De que forma os pais preparam os filhos para o namoro e para a futura relação conjugal?
Como preparar os jovens para o casamento e a vida familiar ?

AS ETAPAS NA PREPARAÇÃO DO CASAMENTO
O Conselho Pontifício para a Família, no documento Preparação para o Sacramento do Matrimônio, apresenta três etapas no itinerário para a preparação ao casamento, que não são rigidamente definidos, mas é útil conhecê-los como itinerários e instrumentos de trabalho.

A. Preparação remota

A preparação remota abraça a infância, a pré-adolescência e a adolescência e desenvolve-se sobretudo na família, e também na escola e nos grupos de formação. É um período em que é transmitida e incentivada a estima pelo valor humano, a formação do caráter, a estima de si, o respeito para com as pessoas do outro sexo, etc.

Esse caráter encontra o seu estímulo, apoio e consistência no exemplo dos pais, que se tornam para os filhos um verdadeiro testemunho.

A paróquia é um lugar de formação especial para esta preparação. É nela que se aprende um estilo de convivência comunitária. Não devemos esquecer, além disso, a escola, as outras instituições educativas, os movimentos, os grupos, as associações e, obviamente, as próprias famílias. Além, é claro, dos meios de comunicação.

B. Preparação próxima

A preparação próxima desenrola-se durante o período do namoro e do noivado. É o tempo de verificar a maturidade dos valores humanos próprios da relação de amizade e de diálogo que caracterizam este período.

Ela deve reforçar o sentido social dos jovens, em primeiro lugar com os membros da sua família, orientando os seus valores para a futura família que formarão.

A preparação próxima precisa oferecer aos namorados/noivos os elementos de car áter psicológico, pedagógico, legal e médico, próprios do matrimônio e da família. Durante este momento, são necessários encontros freqüentes, num clima de diálogo, de amizade, de oração…

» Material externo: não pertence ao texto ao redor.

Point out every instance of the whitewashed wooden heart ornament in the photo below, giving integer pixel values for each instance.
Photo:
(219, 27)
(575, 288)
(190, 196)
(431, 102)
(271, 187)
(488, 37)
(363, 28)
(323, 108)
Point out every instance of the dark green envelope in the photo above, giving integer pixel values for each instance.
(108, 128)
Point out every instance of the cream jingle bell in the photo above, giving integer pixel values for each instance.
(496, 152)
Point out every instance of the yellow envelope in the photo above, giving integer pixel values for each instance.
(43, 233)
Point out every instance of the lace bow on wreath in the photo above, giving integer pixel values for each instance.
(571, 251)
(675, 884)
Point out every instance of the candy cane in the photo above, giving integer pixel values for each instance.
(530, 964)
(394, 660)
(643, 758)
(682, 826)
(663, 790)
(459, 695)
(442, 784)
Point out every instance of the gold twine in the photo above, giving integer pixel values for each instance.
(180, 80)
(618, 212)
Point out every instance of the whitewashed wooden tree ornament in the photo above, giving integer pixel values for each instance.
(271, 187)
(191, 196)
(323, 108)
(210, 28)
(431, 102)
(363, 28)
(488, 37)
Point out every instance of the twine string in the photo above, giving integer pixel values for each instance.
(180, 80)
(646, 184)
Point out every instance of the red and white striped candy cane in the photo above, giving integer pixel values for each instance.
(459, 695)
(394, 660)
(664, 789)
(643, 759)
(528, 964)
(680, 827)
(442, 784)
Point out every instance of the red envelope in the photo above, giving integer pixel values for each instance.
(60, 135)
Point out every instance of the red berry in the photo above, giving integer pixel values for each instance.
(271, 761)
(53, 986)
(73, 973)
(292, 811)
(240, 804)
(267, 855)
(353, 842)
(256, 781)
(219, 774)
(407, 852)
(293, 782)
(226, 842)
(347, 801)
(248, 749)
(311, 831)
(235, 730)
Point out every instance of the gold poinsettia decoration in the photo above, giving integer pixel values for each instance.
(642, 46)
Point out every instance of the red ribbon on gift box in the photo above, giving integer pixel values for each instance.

Além disso, os pretendentes devem ser ajudados de modo a poderem depois manter e cultivar o amor conjugal; a comunicação interpessoal-conjugal; a viverem as virtudes e saberem enfrentar as dificuldades da vida conjugal.

C. Preparação imediata

Consiste em realizar experiências de oração (retiros espirituais, momentos de oração…), participar de cursos, fazer uma conveniente preparação litúrgica que preveja a participação ativa dos nubentes, com cuidado especial para o sacramento da Reconciliação, etc.

Estas finalidades serão conseguidas através de encontros especiais, de modo intensivo.